A hole, hardly large enough to admit the tip of the little finger, was visible in his overcoat.

“Baron,” cried I, “run to the barrack and bring the surgeon of the regiment here.”

But de Franchi summoning all his remaining strength, stopped Giordano, by making a sign with his head that it was unnecessary.

At the same time he fell upon his other knee.

Mons. de Château-Renaud left the place immediately, but the seconds approached the wounded man.

Meanwhile we had unbuttoned his overcoat and torn his vest and shirt open.

The bullet had entered under the sixth rib, on the right side, and gone out a little above the left hip.

At each respiration of the dying sufferer, the blood gushed out of the two wounds.

It was evident that the shot was fatal.

“Monsieur de Franchi,” said the Viscount de Châteaugrand, “I assure you we are all of us exceedingly sorry for the result of this unfortunate affair” and me hope you have no hatred against M. de Château-Renaud.”

“Yes, yes,” murmured the wounded man, “yes, I pardon him — but make him go — make him go.” Then turning towards me,

“Remember your promise,” said he.

“Oh! I swear to you, that all shall be done as you have desired.”

“And now,” said he smiling, “look at the watch.”

And he fell back, uttering a sigh!

It was his last.

I looked at the watch, it was just ten minutes past nine.

I then cast my eyes upon Louis de Franchi: he was dead.

We took the body home with us, and while the Baron de Giordano went to make the necessary notification to the commissary of police of the quarter, with the assistance of Joseph I carried it up into his room.

The poor fellow wept scalding tears. When I entered the room, my eyes involuntarily were turned towards the pendule.

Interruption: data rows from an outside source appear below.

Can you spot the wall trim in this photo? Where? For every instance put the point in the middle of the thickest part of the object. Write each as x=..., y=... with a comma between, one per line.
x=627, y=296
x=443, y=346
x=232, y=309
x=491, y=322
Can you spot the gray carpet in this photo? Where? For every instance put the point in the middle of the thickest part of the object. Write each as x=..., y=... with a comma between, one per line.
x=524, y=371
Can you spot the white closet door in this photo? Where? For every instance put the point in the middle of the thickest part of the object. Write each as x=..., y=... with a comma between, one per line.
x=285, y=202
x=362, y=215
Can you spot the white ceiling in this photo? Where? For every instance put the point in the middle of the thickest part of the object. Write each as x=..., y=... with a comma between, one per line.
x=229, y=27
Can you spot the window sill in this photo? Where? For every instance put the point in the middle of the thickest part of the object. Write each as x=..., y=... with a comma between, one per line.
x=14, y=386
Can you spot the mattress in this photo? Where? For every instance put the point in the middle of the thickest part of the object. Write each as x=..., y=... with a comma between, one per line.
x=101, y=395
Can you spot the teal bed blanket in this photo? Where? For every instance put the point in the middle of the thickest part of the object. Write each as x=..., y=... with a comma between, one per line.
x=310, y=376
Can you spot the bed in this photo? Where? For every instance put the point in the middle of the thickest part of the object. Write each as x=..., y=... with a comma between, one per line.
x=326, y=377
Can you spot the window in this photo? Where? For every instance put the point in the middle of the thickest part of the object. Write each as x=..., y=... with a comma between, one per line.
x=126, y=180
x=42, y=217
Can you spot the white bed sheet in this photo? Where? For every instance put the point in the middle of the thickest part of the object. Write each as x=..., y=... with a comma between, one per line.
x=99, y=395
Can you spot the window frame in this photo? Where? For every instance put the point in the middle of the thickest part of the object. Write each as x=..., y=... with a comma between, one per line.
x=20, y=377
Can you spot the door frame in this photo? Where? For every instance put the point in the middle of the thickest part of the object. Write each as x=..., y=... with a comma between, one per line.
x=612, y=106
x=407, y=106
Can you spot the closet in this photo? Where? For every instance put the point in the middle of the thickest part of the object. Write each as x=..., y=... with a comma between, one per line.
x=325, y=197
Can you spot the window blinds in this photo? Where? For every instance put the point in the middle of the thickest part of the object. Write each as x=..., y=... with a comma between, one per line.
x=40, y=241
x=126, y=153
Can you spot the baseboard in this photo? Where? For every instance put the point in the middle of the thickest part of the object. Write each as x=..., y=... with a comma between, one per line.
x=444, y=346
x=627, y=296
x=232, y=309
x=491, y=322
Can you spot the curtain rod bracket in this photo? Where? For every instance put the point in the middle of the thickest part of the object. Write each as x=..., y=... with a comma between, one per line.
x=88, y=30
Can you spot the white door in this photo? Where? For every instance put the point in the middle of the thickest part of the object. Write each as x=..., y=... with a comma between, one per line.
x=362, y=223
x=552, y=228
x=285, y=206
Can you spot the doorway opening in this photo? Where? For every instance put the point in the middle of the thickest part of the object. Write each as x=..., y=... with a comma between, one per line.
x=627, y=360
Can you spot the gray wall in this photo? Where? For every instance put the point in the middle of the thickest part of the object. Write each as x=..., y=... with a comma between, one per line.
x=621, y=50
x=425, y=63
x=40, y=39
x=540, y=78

It pointed at ten minutes after nine.

No doubt he had forgotten to wind it up, and it had stopped just at this time.

A moment after, Baron Giordano entered accompanied by the officers of justice, who, informed by him, came to put their seals on his effects.

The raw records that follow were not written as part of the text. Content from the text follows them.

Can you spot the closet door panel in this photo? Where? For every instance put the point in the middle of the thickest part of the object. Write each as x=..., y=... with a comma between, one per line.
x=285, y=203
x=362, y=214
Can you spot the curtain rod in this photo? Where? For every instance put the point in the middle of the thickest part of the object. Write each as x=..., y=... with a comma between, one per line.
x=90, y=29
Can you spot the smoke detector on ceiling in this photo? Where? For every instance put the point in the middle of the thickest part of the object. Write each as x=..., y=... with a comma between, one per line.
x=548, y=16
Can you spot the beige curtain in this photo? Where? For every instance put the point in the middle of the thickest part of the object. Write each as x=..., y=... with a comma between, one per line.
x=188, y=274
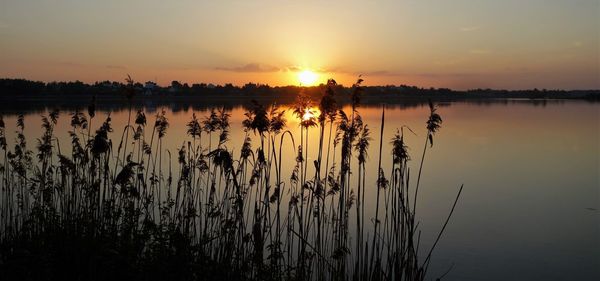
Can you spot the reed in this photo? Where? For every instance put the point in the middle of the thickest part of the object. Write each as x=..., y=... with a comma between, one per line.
x=145, y=212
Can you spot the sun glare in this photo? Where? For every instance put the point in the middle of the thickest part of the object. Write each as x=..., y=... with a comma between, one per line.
x=307, y=78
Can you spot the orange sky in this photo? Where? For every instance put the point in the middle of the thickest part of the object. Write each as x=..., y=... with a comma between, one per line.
x=458, y=44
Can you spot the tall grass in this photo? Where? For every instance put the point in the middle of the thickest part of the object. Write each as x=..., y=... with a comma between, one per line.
x=215, y=213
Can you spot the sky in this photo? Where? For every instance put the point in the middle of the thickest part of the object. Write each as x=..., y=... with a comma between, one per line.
x=457, y=44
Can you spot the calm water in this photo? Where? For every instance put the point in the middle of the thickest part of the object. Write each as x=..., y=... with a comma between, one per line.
x=530, y=208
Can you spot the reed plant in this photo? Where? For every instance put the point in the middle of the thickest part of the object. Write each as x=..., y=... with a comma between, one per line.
x=206, y=212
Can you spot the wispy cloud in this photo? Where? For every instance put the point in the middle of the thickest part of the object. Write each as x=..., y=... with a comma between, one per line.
x=251, y=67
x=480, y=51
x=115, y=67
x=470, y=28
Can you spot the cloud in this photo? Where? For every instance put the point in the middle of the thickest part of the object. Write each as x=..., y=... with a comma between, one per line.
x=480, y=51
x=251, y=67
x=470, y=28
x=115, y=67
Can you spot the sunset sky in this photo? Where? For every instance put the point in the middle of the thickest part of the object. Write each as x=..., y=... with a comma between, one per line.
x=457, y=44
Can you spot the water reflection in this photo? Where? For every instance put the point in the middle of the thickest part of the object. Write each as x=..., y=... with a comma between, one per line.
x=529, y=209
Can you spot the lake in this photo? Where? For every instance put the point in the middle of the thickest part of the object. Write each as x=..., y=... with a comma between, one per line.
x=530, y=206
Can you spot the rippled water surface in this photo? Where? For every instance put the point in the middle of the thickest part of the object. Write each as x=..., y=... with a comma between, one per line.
x=530, y=206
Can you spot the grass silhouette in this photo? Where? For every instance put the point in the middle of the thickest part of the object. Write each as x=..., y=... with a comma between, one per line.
x=100, y=214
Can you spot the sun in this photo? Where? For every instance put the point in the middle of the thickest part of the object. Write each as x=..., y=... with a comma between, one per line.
x=307, y=78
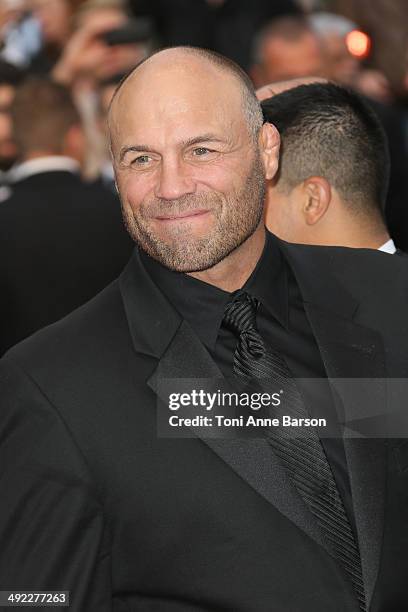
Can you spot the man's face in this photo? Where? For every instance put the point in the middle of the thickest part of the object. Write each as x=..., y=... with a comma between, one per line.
x=189, y=174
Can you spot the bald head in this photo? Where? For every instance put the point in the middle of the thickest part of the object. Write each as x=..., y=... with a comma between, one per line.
x=191, y=156
x=205, y=71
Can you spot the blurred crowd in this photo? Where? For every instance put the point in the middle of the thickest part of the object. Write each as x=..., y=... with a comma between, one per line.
x=60, y=61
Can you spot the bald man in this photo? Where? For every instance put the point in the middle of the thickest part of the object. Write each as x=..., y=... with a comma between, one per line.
x=127, y=485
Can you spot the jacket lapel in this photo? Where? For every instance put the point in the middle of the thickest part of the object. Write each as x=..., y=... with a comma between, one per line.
x=350, y=351
x=252, y=459
x=157, y=330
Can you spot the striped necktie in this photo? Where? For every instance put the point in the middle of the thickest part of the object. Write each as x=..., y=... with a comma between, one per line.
x=302, y=456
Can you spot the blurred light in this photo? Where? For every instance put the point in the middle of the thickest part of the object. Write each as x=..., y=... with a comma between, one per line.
x=358, y=43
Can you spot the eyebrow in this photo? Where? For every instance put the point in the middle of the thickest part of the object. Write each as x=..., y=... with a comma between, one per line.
x=184, y=143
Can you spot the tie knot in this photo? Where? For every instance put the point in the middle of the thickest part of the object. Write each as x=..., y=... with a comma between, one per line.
x=240, y=317
x=240, y=314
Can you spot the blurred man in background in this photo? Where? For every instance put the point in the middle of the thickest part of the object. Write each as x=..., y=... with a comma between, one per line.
x=61, y=240
x=333, y=173
x=286, y=48
x=341, y=65
x=10, y=77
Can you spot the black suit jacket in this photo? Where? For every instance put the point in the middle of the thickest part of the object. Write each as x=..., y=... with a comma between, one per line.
x=95, y=502
x=61, y=242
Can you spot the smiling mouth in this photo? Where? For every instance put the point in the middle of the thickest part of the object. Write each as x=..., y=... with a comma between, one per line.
x=185, y=215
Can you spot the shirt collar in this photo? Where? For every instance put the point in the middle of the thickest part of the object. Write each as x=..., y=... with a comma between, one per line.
x=202, y=305
x=388, y=247
x=42, y=164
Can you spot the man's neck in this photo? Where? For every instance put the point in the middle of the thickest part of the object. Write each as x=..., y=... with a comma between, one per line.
x=232, y=272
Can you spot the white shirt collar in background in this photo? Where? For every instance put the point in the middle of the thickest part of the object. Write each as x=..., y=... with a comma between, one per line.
x=388, y=247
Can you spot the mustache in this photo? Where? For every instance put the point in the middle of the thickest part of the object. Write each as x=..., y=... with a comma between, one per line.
x=187, y=203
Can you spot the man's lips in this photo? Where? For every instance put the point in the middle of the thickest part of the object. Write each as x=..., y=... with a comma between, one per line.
x=188, y=214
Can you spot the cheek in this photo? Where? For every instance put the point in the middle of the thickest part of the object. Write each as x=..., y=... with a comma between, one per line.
x=133, y=190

Giordano spoke of sending letters of information to the friends and acquaintances of the deceased.

But I requested him first to read the letter, which Louis de Franchi had given him before we started.

The letter contained a solemn charge to conceal from his brother the cause of his death. Moreover, in order that no one should be admitted into the secret, he requested Giordano to arrange the funeral himself, as privately as possible.

Baron Giordano charged himself with all these details; and I went immediately to make a double visit to M. de Boissy and M. de Châteaugrand, to beg them to be silent on this unfortunate affair, and to request Mons. de Château-Renaud to leave Paris, at least for a short time, but without telling him for what reason his absence was solicited.

They both promised to assist as much as lay in their power, in the accomplishment of my wishes: and while they were on their way to see Mons. de Château-Renaud on the subject, I went to the post-office to dispatch the letter which informed Madame de Franchi, that her son had died of a brain fever.